What oil to use to cook or season?
Updated: Jun 2, 2018
We will help you in this post to decide
For the longest time, the only oil I bought was extra-virgin olive oil. After all, it’s high in heart-healthy antioxidants called polyphenols and monounsaturated fats, which can help lower “bad” LDL cholesterol and raise “good” HDL cholesterol levels. Then a friend, who was also a chef, told me that there are actually times when olive oil is not the best choice. So I looked into the best uses for olive oil, and when to choose another oil.
When to use olive oil: When you’re making salad dressing or sautéing vegetables over medium heat, olive oil is an excellent choice. Since it has a distinct flavor, use it in dishes where you want to taste it—drizzled over steamed vegetables, soup or bread, for example. Olive oil has more monounsaturated fat than other oils, making it a great choice for heart-healthy cooking.
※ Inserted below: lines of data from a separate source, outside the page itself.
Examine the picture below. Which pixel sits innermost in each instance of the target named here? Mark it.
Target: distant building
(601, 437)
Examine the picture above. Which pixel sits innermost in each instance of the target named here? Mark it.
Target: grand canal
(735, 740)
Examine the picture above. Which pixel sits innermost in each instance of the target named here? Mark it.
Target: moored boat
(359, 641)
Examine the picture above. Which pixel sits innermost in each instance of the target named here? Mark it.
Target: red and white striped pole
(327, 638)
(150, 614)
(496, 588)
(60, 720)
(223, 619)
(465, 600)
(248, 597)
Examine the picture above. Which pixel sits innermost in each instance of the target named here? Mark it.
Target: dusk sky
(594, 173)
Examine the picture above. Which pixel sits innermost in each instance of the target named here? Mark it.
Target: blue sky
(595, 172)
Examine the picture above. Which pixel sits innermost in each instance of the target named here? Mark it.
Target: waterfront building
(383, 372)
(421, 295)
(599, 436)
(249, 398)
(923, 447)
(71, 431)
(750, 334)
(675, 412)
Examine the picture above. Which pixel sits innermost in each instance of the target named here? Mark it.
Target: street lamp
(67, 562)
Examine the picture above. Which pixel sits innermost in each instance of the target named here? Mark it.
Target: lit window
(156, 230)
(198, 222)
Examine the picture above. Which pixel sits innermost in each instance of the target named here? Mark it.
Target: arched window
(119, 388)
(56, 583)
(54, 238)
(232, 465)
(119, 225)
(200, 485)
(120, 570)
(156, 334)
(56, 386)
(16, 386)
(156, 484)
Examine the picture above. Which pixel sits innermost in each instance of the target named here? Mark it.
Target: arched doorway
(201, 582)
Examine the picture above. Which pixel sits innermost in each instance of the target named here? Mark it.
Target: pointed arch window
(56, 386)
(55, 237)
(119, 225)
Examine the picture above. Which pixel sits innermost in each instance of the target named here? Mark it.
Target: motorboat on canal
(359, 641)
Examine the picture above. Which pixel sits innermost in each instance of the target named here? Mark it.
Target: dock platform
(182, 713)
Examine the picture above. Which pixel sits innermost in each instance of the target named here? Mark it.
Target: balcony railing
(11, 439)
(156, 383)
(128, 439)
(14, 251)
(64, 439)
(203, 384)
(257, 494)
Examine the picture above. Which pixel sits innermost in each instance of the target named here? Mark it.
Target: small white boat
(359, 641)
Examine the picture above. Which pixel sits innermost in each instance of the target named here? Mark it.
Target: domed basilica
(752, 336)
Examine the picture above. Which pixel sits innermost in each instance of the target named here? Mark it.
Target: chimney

Find out the difference between extra-virgin olive oil and other olive oil labels and learn the winners of our olive oil taste test.
When to skip olive oil: If you’re cooking over high heat, don’t choose olive oil. Olive oil has a lower smoke point—the point at which an oil literally begins to smoke (olive oil’s is between 365° and 420°F)—than some other oils. When you heat olive oil to its smoke point, the beneficial compounds in oil start to degrade, and potentially health-harming compounds form.